E3SM-Project / ACME-ECP

E3SM MMF for DoE ECP project
Other
9 stars 1 forks source link

ACME-ECP crashes with MPI_AllReduce error; fails to exit (Summit) #92

Closed crjones-amath closed 5 years ago

crjones-amath commented 5 years ago

Problem: FC5AV1C-L SP1 simulation on Summit failed (nstep 81) with MPI_allreduce error. It then failed to exit until the job walltime expired.

> tail e3sm.log.336544.190411-202639
[g32n01:32314] *** An error occurred in MPI_Allreduce
[g32n01:32314] *** reported by process [2154496201,608]
[g32n01:32314] *** on communicator MPI_COMM_WORLD
[g32n01:32314] *** MPI_ERR_COMM: invalid communicator
[g32n01:32314] *** MPI_ERRORS_ARE_FATAL (processes in this communicator will now abort,
[g32n01:32314] ***    and potentially your MPI job)
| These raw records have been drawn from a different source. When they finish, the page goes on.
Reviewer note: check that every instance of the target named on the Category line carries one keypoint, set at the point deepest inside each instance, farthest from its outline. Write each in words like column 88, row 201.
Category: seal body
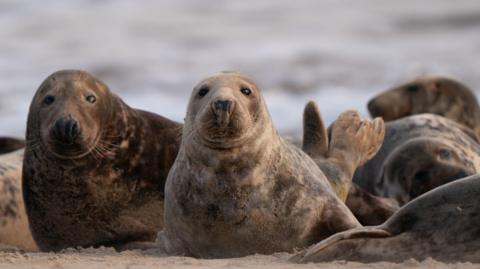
column 14, row 229
column 431, row 94
column 94, row 168
column 442, row 224
column 419, row 153
column 237, row 187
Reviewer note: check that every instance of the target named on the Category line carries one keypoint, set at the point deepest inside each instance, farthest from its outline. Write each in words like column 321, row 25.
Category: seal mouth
column 222, row 139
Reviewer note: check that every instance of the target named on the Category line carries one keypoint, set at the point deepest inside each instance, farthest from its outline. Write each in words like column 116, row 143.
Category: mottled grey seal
column 238, row 188
column 419, row 153
column 443, row 224
column 14, row 230
column 367, row 208
column 430, row 94
column 9, row 144
column 94, row 168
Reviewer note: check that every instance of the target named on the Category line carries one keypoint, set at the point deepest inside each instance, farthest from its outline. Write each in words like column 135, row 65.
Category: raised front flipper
column 315, row 139
column 370, row 209
column 338, row 245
A previous 5-day timing simulation was successfully run with this exact case (same case; same executable; only changes were to STOP_N, REST_N, JOB_WALLCLOCK_TIME). Up to the point of crash, the e3sm log file is identical (except for the ordering of lines returned by different processes).

This is not the first time we have seen a crash with an MPI_ALLreduce error; and this is not the first time we've have an MPI-related crash that failed to exit. The failure to exit is possibly related to https://github.com/E3SM-Project/E3SM/issues/2847, but note that we are already using module spectrum-mpi/10.2.0.11-20190201 on Summit.

crjones-amath commented 5 years ago

Paging @mrnorman @mt5555 for help/guidance on this.

sarats commented 5 years ago

I wonder why the job hung if this was launched with our mpirun.summit script. In our script, jsrun uses "-X 1" which was supposed to exit the job if any process/thread fails.

crjones-amath commented 5 years ago

Closing this because it isn't reproducible.